The triceps-on Bryan-Morrey approach is performed by making a window medial to the distal triceps tendon.[15] A variant to this approach uses windows on both sides of the triceps.[14] Another triceps-sparing approach is to perform a chevron osteotomy and to reattach the osseous insertion of the triceps afterwards.

 Triceps-off approaches use subperiostal dissection of the triceps insertion and refixation using tension band wiring. It is also possible to dissect the triceps muscle longitudinally along the muscle fibers and to approach the elbow joint posteriorly.
Ideally, triceps function is protected as much as possible to aid in postoperative rehabilitation and prevention of a flexion contracture.

In radial head arthroplasty, it is necessary only for the humeroradial articulation to be exposed. Three usual approaches can be distinguished, with many variations possible, depending on the individual need.

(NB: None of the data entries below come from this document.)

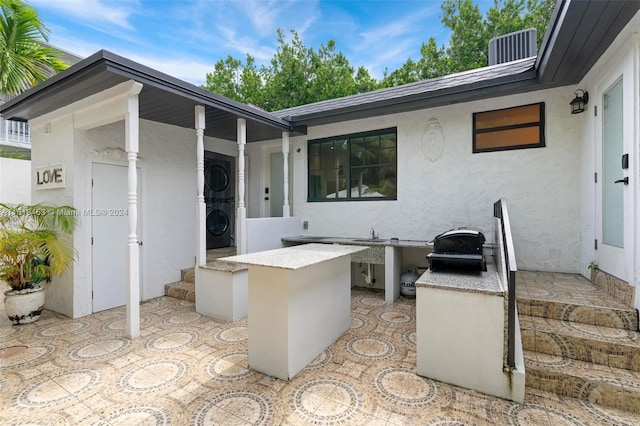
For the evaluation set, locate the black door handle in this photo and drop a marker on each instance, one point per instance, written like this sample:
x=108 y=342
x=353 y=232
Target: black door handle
x=625 y=180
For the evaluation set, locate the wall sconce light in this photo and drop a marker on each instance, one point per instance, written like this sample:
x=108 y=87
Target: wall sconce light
x=579 y=102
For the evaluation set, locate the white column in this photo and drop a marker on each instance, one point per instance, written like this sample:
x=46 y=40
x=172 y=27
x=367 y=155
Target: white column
x=286 y=209
x=241 y=218
x=201 y=239
x=133 y=249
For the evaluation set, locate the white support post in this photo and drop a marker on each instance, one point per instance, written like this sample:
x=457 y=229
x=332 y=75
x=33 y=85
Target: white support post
x=201 y=240
x=133 y=249
x=241 y=227
x=286 y=209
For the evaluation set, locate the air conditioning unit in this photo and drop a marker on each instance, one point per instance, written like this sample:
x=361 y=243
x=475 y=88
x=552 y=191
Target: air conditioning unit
x=513 y=46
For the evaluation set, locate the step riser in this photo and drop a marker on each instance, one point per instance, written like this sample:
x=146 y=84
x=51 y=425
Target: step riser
x=604 y=353
x=611 y=395
x=181 y=291
x=605 y=317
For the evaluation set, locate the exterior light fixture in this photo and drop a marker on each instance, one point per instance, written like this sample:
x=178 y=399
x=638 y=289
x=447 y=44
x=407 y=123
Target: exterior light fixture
x=579 y=102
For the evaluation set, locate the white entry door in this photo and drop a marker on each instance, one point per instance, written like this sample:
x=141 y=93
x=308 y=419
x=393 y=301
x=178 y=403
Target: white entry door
x=110 y=229
x=613 y=195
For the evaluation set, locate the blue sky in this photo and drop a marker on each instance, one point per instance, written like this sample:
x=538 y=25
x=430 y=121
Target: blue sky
x=185 y=38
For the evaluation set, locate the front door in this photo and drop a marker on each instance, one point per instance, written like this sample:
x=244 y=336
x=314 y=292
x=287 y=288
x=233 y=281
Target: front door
x=276 y=182
x=109 y=232
x=614 y=219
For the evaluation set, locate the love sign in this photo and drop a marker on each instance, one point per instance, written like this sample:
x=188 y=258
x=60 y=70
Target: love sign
x=50 y=176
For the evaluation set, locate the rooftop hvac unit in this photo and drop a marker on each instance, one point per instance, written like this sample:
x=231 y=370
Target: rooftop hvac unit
x=513 y=46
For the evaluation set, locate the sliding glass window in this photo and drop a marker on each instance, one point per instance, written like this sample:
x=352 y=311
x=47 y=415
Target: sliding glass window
x=360 y=166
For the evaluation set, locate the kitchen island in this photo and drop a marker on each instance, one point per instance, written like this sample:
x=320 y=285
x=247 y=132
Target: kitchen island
x=299 y=304
x=379 y=251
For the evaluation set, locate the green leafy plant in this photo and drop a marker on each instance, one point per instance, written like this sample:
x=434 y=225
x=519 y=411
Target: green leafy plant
x=35 y=243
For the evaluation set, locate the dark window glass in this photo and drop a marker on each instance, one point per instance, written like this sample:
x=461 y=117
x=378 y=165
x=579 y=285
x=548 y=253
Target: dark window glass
x=353 y=167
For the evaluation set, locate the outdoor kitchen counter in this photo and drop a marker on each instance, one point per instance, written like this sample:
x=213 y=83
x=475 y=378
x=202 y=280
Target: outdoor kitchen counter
x=461 y=327
x=387 y=252
x=299 y=304
x=478 y=282
x=304 y=239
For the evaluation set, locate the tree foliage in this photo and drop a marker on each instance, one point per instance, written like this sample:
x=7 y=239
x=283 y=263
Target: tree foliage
x=24 y=59
x=298 y=75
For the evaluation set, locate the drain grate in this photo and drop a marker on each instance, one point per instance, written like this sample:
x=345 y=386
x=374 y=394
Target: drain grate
x=12 y=351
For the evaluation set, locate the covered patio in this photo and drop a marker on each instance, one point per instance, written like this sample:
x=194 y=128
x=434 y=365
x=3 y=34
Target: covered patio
x=187 y=368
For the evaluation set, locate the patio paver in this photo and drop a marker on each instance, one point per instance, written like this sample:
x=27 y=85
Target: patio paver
x=190 y=369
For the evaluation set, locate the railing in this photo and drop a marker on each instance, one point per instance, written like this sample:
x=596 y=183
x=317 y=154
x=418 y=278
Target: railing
x=500 y=212
x=14 y=132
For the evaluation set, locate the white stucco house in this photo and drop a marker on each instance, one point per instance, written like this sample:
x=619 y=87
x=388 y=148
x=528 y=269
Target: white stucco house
x=161 y=170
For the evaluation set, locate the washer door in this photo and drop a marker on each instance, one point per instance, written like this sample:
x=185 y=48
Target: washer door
x=217 y=178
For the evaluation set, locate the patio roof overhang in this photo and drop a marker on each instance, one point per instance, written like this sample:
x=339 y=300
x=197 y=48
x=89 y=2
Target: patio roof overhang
x=163 y=99
x=579 y=33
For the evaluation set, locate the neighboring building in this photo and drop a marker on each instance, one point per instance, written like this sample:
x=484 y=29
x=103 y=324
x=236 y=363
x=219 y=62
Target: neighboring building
x=410 y=161
x=15 y=152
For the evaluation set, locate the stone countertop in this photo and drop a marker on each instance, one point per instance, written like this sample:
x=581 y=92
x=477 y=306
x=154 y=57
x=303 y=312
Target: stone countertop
x=220 y=265
x=295 y=257
x=360 y=241
x=486 y=282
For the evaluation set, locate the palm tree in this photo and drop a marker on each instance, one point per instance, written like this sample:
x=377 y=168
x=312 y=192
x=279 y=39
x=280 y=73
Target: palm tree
x=24 y=58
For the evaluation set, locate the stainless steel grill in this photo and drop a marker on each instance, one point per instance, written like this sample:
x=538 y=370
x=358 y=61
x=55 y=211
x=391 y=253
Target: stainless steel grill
x=458 y=249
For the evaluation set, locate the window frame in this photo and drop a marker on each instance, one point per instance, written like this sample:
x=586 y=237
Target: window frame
x=348 y=176
x=540 y=124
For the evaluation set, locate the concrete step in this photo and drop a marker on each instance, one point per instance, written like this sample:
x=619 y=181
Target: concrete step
x=584 y=313
x=188 y=275
x=181 y=290
x=612 y=347
x=598 y=384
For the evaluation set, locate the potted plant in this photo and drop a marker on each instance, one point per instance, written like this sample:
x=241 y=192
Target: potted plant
x=35 y=245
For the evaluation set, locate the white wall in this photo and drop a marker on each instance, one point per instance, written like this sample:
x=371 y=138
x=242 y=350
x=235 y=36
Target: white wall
x=451 y=187
x=266 y=233
x=168 y=198
x=168 y=194
x=15 y=180
x=53 y=147
x=623 y=51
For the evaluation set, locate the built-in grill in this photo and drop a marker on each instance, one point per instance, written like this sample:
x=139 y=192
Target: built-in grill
x=458 y=249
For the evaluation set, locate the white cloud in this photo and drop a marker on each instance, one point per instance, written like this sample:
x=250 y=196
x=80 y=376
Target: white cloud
x=93 y=13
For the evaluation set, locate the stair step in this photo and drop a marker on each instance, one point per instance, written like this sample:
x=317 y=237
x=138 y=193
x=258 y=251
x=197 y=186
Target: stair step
x=214 y=254
x=608 y=386
x=614 y=317
x=181 y=290
x=188 y=275
x=607 y=346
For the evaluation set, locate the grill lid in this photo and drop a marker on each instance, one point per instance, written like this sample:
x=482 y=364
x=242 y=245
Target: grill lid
x=458 y=248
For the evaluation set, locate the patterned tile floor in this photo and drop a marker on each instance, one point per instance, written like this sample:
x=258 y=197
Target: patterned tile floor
x=563 y=288
x=188 y=369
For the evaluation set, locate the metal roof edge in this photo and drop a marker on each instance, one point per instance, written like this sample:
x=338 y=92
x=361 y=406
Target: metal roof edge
x=128 y=68
x=104 y=60
x=526 y=78
x=559 y=12
x=37 y=91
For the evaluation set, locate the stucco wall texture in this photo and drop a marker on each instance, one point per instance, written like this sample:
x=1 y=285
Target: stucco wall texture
x=443 y=185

The first is the posterolateral or Kocher approach, as described by Theodor Kocher in 1892.
 This approach uses the interval between the anconeus and muscles, which leads to the lateral side of the radial head and proximal radius. To achieve a wider exposure, the extensor carpi ulnaris at the point of origin on the humerus or the insertion of the anconeus muscle where it inserts distally on the posterior surface of the ulna can be dissected. During this approach, the lateral collateral ligament is at risk to be damaged or lifted off of the ulna because of the subperiostal dissection.

The second approach, the anterolateral or Kaplan approach, uses the interval between the extensor carpi ulnaris and extensor digitorum communis anterior to the Kocher approach.
During this approach, the posterior interosseous nerve (PIN) shifts during pronation and supination. Therefore, to turn the PIN anteriorly, this approach is performed with the forearm in pronation.

Third, the Boyd approach uses the ulnar insertion of the anconeus and supinator muscles as an en bloc flap, which protects the PIN.However, the dorsal recurrent artery is at risk to be damaged during reflection of the muscles.

Short- and Long-Term Complications

The most serious short-term complications are neurovascular injury, wound healing problems, infection, and dislocation.Good wound hygiene lowers the superficial infection rate, and sterile surgery, combined with antibiotic-loaded cement, decreases the rate of deep periprosthetic infections.

In the long term, loosening of the implant on either an septic or aseptic basis is the main cause of device failure.[11] In radial head replacement and hemiarthroplasty, the opposing articular bone quality must be evaluated to monitor erosion.

Implant survival rates are implant-specific, yet several trends are distinguishable. Total elbow arthroplasties currently have a mean 10-year survival rate of approximately 90%, which is an increase over previous decades. Radial head prostheses have good long-term results, but large implant registry data are lacking.

 Radiohumeral arthroplasties have no long-term follow-up results but seem to show good 5-year results in selected patients.
 

Conclusion

Especially in the past four decades, significant advances have been made in elbow arthroplasty. However, owing to the relatively small numbers of patients requiring elbow arthroplasty, regardless of type, effective treatment modalities require ongoing research. To ensure optimal patient care, elbow problems are best treated in orthopedic clinics where the surgeons are expert in performing arthroplasties.